The first movie date we had, I wasn't at all sure what Bev would want to see. Turns out, she wanted to just pop over to the theater and go to the first movie that was starting when we arrived. She'd been hoping to see Salt, she confided, but the timing wasn't going to work out that day, so we saw Ramona and Beezus instead. This last weekend, I printed out the movie times for our local theater in big print, listing only the showings that fell within our 3 hour movie date parameters.

Bev ruled out all children's movies, and had already seen Salt ("it had a terrible ending - she dies!") and Inception ("just marvelous"). This left us with The Twilight Saga: Eclipse. I warned Bev that it was about vampires and werewolves and tragic love, but she said "as long as the good guys win at the end, the rest is all right".

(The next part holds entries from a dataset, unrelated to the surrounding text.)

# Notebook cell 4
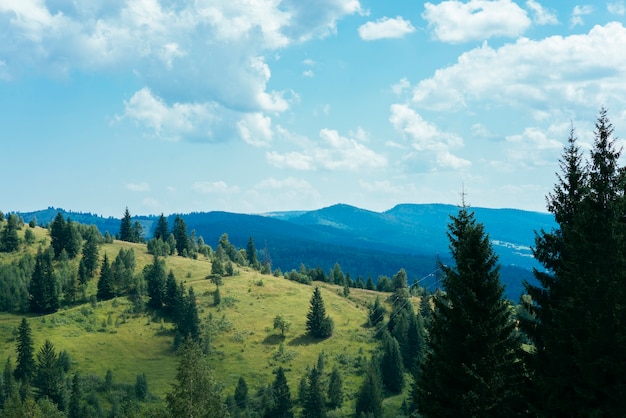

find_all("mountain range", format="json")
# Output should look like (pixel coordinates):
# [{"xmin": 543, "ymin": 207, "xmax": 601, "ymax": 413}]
[{"xmin": 15, "ymin": 204, "xmax": 556, "ymax": 300}]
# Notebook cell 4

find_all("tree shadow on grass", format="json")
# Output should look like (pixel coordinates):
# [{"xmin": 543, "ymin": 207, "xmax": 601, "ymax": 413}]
[
  {"xmin": 263, "ymin": 334, "xmax": 285, "ymax": 345},
  {"xmin": 288, "ymin": 334, "xmax": 322, "ymax": 346}
]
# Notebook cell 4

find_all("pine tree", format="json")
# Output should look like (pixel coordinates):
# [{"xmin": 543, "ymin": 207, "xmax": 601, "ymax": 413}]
[
  {"xmin": 28, "ymin": 249, "xmax": 59, "ymax": 314},
  {"xmin": 265, "ymin": 366, "xmax": 293, "ymax": 418},
  {"xmin": 165, "ymin": 340, "xmax": 228, "ymax": 418},
  {"xmin": 235, "ymin": 376, "xmax": 248, "ymax": 410},
  {"xmin": 81, "ymin": 234, "xmax": 99, "ymax": 278},
  {"xmin": 302, "ymin": 367, "xmax": 326, "ymax": 418},
  {"xmin": 246, "ymin": 237, "xmax": 259, "ymax": 267},
  {"xmin": 328, "ymin": 366, "xmax": 343, "ymax": 409},
  {"xmin": 143, "ymin": 257, "xmax": 166, "ymax": 309},
  {"xmin": 380, "ymin": 332, "xmax": 404, "ymax": 394},
  {"xmin": 306, "ymin": 287, "xmax": 333, "ymax": 338},
  {"xmin": 522, "ymin": 109, "xmax": 626, "ymax": 417},
  {"xmin": 33, "ymin": 340, "xmax": 65, "ymax": 410},
  {"xmin": 0, "ymin": 213, "xmax": 20, "ymax": 253},
  {"xmin": 13, "ymin": 318, "xmax": 36, "ymax": 384},
  {"xmin": 355, "ymin": 361, "xmax": 383, "ymax": 418},
  {"xmin": 118, "ymin": 207, "xmax": 133, "ymax": 242},
  {"xmin": 414, "ymin": 205, "xmax": 523, "ymax": 417},
  {"xmin": 96, "ymin": 253, "xmax": 115, "ymax": 300},
  {"xmin": 172, "ymin": 215, "xmax": 189, "ymax": 256},
  {"xmin": 154, "ymin": 214, "xmax": 170, "ymax": 242}
]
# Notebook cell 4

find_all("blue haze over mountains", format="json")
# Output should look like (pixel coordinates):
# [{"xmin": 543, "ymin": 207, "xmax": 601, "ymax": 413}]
[{"xmin": 20, "ymin": 204, "xmax": 556, "ymax": 301}]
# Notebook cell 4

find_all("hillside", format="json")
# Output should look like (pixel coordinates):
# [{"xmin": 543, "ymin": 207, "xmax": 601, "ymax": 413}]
[
  {"xmin": 21, "ymin": 204, "xmax": 555, "ymax": 301},
  {"xmin": 0, "ymin": 227, "xmax": 404, "ymax": 416}
]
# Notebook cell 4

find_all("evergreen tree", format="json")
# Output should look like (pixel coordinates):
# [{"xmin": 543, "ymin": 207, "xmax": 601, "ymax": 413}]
[
  {"xmin": 522, "ymin": 109, "xmax": 626, "ymax": 417},
  {"xmin": 328, "ymin": 366, "xmax": 343, "ymax": 409},
  {"xmin": 67, "ymin": 372, "xmax": 84, "ymax": 418},
  {"xmin": 356, "ymin": 361, "xmax": 383, "ymax": 418},
  {"xmin": 154, "ymin": 214, "xmax": 170, "ymax": 242},
  {"xmin": 265, "ymin": 366, "xmax": 293, "ymax": 418},
  {"xmin": 50, "ymin": 212, "xmax": 67, "ymax": 258},
  {"xmin": 81, "ymin": 234, "xmax": 99, "ymax": 278},
  {"xmin": 165, "ymin": 340, "xmax": 228, "ymax": 418},
  {"xmin": 172, "ymin": 215, "xmax": 189, "ymax": 256},
  {"xmin": 368, "ymin": 296, "xmax": 387, "ymax": 327},
  {"xmin": 0, "ymin": 213, "xmax": 20, "ymax": 253},
  {"xmin": 143, "ymin": 257, "xmax": 166, "ymax": 309},
  {"xmin": 306, "ymin": 287, "xmax": 333, "ymax": 338},
  {"xmin": 246, "ymin": 237, "xmax": 259, "ymax": 267},
  {"xmin": 118, "ymin": 207, "xmax": 133, "ymax": 242},
  {"xmin": 302, "ymin": 367, "xmax": 326, "ymax": 418},
  {"xmin": 96, "ymin": 253, "xmax": 115, "ymax": 300},
  {"xmin": 13, "ymin": 318, "xmax": 36, "ymax": 384},
  {"xmin": 28, "ymin": 249, "xmax": 59, "ymax": 314},
  {"xmin": 414, "ymin": 204, "xmax": 525, "ymax": 417},
  {"xmin": 235, "ymin": 376, "xmax": 248, "ymax": 410},
  {"xmin": 33, "ymin": 340, "xmax": 65, "ymax": 410},
  {"xmin": 380, "ymin": 332, "xmax": 404, "ymax": 394}
]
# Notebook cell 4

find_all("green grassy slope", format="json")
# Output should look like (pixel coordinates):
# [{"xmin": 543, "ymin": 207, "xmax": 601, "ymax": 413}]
[{"xmin": 0, "ymin": 228, "xmax": 418, "ymax": 416}]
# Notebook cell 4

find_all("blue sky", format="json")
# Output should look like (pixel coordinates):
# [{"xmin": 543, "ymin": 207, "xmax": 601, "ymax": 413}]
[{"xmin": 0, "ymin": 0, "xmax": 626, "ymax": 217}]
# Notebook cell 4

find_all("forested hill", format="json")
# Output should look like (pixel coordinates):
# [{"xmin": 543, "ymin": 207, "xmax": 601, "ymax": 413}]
[{"xmin": 20, "ymin": 204, "xmax": 555, "ymax": 300}]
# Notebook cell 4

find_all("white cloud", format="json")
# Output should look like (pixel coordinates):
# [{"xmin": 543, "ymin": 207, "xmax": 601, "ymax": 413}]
[
  {"xmin": 389, "ymin": 104, "xmax": 471, "ymax": 170},
  {"xmin": 422, "ymin": 0, "xmax": 531, "ymax": 43},
  {"xmin": 413, "ymin": 22, "xmax": 626, "ymax": 114},
  {"xmin": 126, "ymin": 182, "xmax": 150, "ymax": 192},
  {"xmin": 118, "ymin": 87, "xmax": 219, "ymax": 141},
  {"xmin": 191, "ymin": 180, "xmax": 239, "ymax": 194},
  {"xmin": 526, "ymin": 0, "xmax": 559, "ymax": 25},
  {"xmin": 606, "ymin": 0, "xmax": 626, "ymax": 16},
  {"xmin": 266, "ymin": 129, "xmax": 387, "ymax": 171},
  {"xmin": 569, "ymin": 4, "xmax": 593, "ymax": 28},
  {"xmin": 359, "ymin": 16, "xmax": 415, "ymax": 41},
  {"xmin": 237, "ymin": 112, "xmax": 274, "ymax": 147}
]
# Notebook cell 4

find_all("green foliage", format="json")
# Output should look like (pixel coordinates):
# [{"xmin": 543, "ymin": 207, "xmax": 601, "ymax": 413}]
[
  {"xmin": 165, "ymin": 340, "xmax": 228, "ymax": 418},
  {"xmin": 13, "ymin": 318, "xmax": 36, "ymax": 384},
  {"xmin": 96, "ymin": 253, "xmax": 115, "ymax": 300},
  {"xmin": 328, "ymin": 366, "xmax": 344, "ymax": 409},
  {"xmin": 306, "ymin": 287, "xmax": 333, "ymax": 338},
  {"xmin": 521, "ymin": 109, "xmax": 626, "ymax": 416},
  {"xmin": 0, "ymin": 213, "xmax": 20, "ymax": 253},
  {"xmin": 355, "ymin": 361, "xmax": 383, "ymax": 418},
  {"xmin": 29, "ymin": 248, "xmax": 59, "ymax": 314},
  {"xmin": 414, "ymin": 206, "xmax": 524, "ymax": 417}
]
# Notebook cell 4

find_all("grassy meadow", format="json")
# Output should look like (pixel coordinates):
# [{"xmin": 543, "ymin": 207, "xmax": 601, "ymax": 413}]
[{"xmin": 0, "ymin": 226, "xmax": 418, "ymax": 416}]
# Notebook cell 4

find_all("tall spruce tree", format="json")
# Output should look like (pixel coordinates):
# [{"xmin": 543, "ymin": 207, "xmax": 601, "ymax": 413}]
[
  {"xmin": 414, "ymin": 204, "xmax": 524, "ymax": 417},
  {"xmin": 154, "ymin": 214, "xmax": 170, "ymax": 242},
  {"xmin": 306, "ymin": 287, "xmax": 333, "ymax": 338},
  {"xmin": 13, "ymin": 318, "xmax": 37, "ymax": 383},
  {"xmin": 265, "ymin": 366, "xmax": 293, "ymax": 418},
  {"xmin": 28, "ymin": 248, "xmax": 59, "ymax": 314},
  {"xmin": 96, "ymin": 253, "xmax": 115, "ymax": 300},
  {"xmin": 118, "ymin": 207, "xmax": 133, "ymax": 242},
  {"xmin": 522, "ymin": 109, "xmax": 626, "ymax": 417}
]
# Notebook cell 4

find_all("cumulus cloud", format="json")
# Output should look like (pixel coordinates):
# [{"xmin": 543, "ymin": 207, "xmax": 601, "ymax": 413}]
[
  {"xmin": 359, "ymin": 16, "xmax": 415, "ymax": 41},
  {"xmin": 266, "ymin": 129, "xmax": 387, "ymax": 171},
  {"xmin": 569, "ymin": 4, "xmax": 593, "ymax": 28},
  {"xmin": 422, "ymin": 0, "xmax": 531, "ymax": 43},
  {"xmin": 126, "ymin": 182, "xmax": 150, "ymax": 192},
  {"xmin": 389, "ymin": 104, "xmax": 471, "ymax": 170},
  {"xmin": 526, "ymin": 0, "xmax": 559, "ymax": 25},
  {"xmin": 606, "ymin": 0, "xmax": 626, "ymax": 16},
  {"xmin": 191, "ymin": 180, "xmax": 239, "ymax": 194},
  {"xmin": 0, "ymin": 0, "xmax": 361, "ymax": 138},
  {"xmin": 413, "ymin": 22, "xmax": 626, "ymax": 112}
]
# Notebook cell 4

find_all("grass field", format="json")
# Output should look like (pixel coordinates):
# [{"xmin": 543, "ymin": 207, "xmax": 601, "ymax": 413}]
[{"xmin": 0, "ymin": 228, "xmax": 417, "ymax": 416}]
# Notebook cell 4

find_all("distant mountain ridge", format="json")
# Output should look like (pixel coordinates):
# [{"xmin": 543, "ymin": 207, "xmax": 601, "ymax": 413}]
[{"xmin": 20, "ymin": 204, "xmax": 556, "ymax": 300}]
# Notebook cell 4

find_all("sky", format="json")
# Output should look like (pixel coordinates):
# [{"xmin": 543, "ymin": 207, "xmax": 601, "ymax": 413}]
[{"xmin": 0, "ymin": 0, "xmax": 626, "ymax": 217}]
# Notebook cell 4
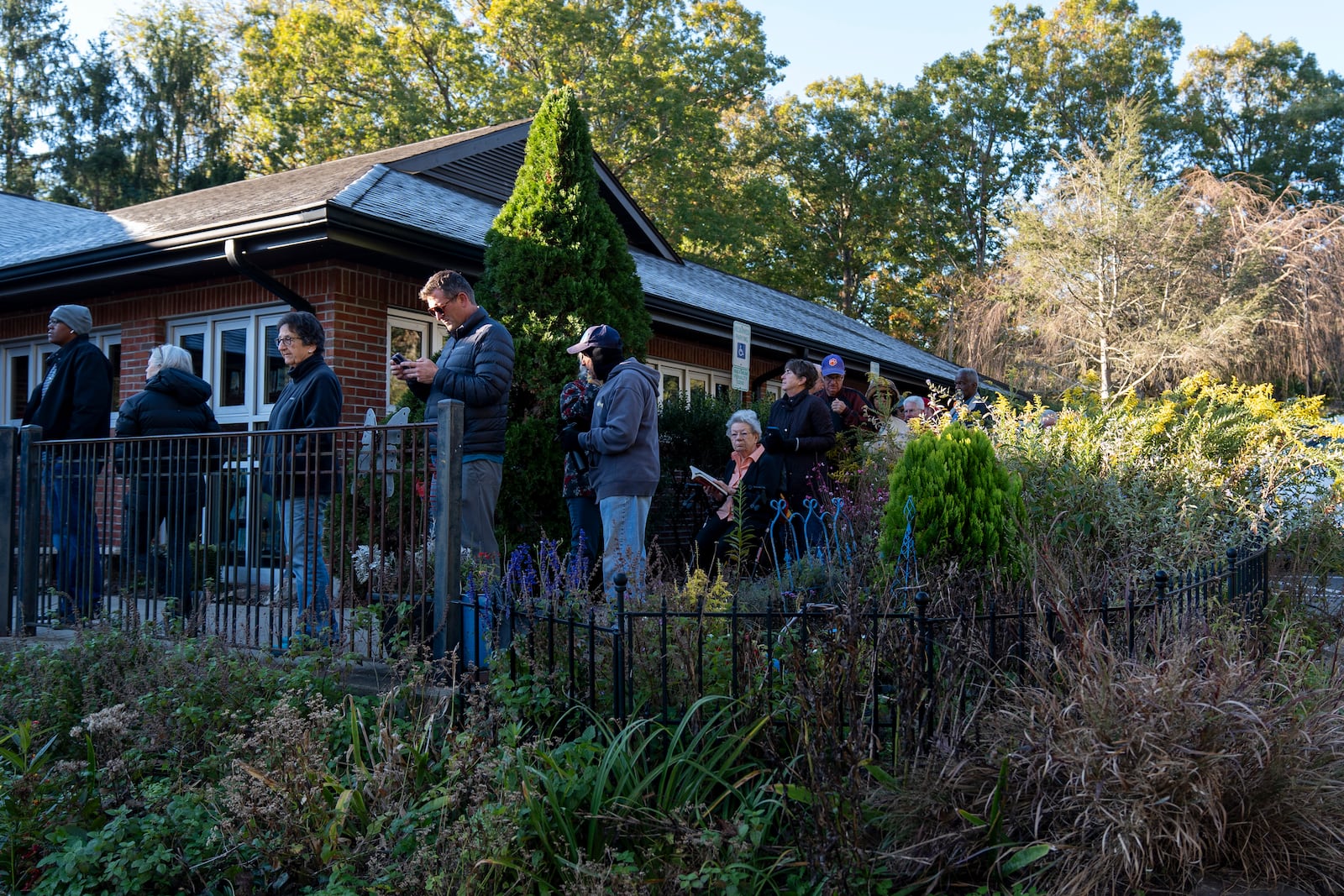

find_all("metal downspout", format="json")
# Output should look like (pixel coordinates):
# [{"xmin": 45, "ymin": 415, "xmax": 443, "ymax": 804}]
[{"xmin": 224, "ymin": 237, "xmax": 316, "ymax": 314}]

Bev and Eclipse got off to a rocky start, with her saying "I don't want to see this" during the opening vampire attack scene. However, a quick cut to sparkling love in a meadow saved it and we didn't have to leave the theater after all. She greatly enjoyed Bella awkwardly telling her father she is in fact, a virgin. As we left the movie, Bev broke it down for me:

"What was the name of that movie? Eclipse? What does that mean?"
"You know, Bev, like when the moon gets between us and the sun and it gets dark during the day."
"I know what the word means but how did it relate to the movie? Well anyway it was very unusual. Very well done. But very unusual!"
"Bev, did you ever punch anyone for kissing you, like Bella did?"
"Oh, no dear, I said 'more, more, more'!"

Bev's favorite parts of the movie included the Washington scenery, and the love story. She was neutral about all of the fighting, and greatly relieved that it wasn't sad enough to make her cry.

So see, sometimes my job is very easy! If Bev and I see any other standout films, I'll keep you all posted on her thoughts.